Home › Forums › Once Upon a Time › Season Two › 2×04 "The Crocodile" › Rumple and Milah › Reply To: Rumple and Milah
I disagree. Emma was in jail and Snowing had no choice but to leave their daughter or let their entire family be cursed for possibly all eternity. Milan chose to leave her kid behind to chase a better life. She didn’t have to. That’s entirely different.
You’re assuming Milah had a choice. Sometimes people get into a very dark place mentally, where they literally cannot see alternatives. This is why people commit suicide. Milah didn’t commit suicide, she ran away, but I believe her actions stemmed from the same dark place of hopelessness. In ‘The Crocodile’, she says to Rumple
“This isn’t a life. Not for me. Why can’t we just leave?”
That first sentence in particular is a major red flag for me. These are the sorts of phrases people used when they are seriously depressed – “This isn’t living”, “Life isn’t worth living”, “My life is pointless”. Anyone who has experienced serious depression can attest that it will drive you to doing things which can be hurtful to your loved ones.
What Rumpel did was also bad but he spent centuries trying to get back to Bae.
Well, how fortunate for Rumple that he had those centuries. So lucky that his life wasn’t cut short by murder, like he did to Milah.
I mean let’s pretend Milan was a real life woman in a real relationship where Rump was actually physically and emotionally abusive. Imagine if she had the chance to escape (with her child) but just booked it out of there alone.
This is a false analogy. It doesn’t make sense to compare leaving a child with a loving parent to leaving a child with an abusive parent.
For me it seems like Milah had moved out and moved on toward a new life with no regard for her child. And given the connection between a mother and her child that does seem way worse than killing someone you have no connection to at all. I’m not saying she can’t be forgiven but at that point it doesn’t seem like she really feeling bad about what she did.
First of all, I disagree that child abandonment, as bad as it is, is remotely in the same moral league as mass murder!!

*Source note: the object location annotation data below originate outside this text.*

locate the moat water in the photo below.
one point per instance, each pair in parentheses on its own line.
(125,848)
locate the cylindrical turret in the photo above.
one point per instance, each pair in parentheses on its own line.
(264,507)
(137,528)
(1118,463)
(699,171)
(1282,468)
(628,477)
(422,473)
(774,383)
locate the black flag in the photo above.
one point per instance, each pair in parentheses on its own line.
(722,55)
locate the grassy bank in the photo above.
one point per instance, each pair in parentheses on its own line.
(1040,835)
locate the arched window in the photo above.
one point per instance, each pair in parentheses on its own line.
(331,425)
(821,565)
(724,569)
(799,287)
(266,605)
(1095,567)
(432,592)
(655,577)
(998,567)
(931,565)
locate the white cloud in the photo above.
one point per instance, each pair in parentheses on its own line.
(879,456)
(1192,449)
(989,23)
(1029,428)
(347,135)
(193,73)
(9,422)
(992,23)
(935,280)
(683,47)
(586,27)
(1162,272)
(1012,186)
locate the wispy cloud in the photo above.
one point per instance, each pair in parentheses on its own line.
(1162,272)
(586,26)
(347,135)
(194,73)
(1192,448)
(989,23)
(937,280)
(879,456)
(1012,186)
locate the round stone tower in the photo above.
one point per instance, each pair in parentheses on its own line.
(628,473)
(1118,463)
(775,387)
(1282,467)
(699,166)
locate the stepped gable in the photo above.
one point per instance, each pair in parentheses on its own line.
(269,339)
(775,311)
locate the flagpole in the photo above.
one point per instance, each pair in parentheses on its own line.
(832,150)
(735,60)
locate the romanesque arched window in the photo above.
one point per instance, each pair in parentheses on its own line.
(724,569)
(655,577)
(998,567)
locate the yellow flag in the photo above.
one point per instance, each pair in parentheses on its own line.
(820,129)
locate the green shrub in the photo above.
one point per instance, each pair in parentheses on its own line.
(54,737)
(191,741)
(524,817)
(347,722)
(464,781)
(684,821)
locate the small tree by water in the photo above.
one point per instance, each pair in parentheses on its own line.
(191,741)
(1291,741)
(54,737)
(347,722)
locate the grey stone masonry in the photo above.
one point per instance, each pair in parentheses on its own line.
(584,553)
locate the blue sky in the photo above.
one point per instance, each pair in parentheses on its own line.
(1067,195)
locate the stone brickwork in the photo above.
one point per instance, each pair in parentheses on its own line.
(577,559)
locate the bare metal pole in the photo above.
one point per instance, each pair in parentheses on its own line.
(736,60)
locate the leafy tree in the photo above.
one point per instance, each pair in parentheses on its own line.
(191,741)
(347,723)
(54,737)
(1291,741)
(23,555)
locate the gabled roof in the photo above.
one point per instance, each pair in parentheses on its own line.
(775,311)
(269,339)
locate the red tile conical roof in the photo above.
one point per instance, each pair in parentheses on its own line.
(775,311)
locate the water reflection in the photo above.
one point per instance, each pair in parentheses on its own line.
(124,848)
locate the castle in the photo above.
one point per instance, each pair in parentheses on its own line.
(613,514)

But, moving on….there are multiple instances of her stating that she does in fact, feel bad.
1) 2X4 – ship scene.
Rumple: “You left him!”
Milah: “And there’s not a day that goes by that I don’t feel sorry about that.”
2) 2X22 – JR
Bae: “She abandoned me.”
Hook: “Not a single day went by that your mother didn’t regret leaving you Baelfire. We talked about going back for you when you were old enough.”
3) 5X14 – boat scene
Milah: “My unfinished business was never Killian. It’s Baelfire, our son. I should have been there for him.”
Milah (a few moments later): “…so I can see him and I can say to him, ‘Son, I’m sorry for everything.'”
Does she deserve to die? Well I wouldn’t want many mothers like her walking around.
I agree that situations like theirs should be minimized. But I would suggest that shaming parents and judging them as deserving of the death penalty is hardly the way to go. I advocate cultural change, social support, education and family planning resources.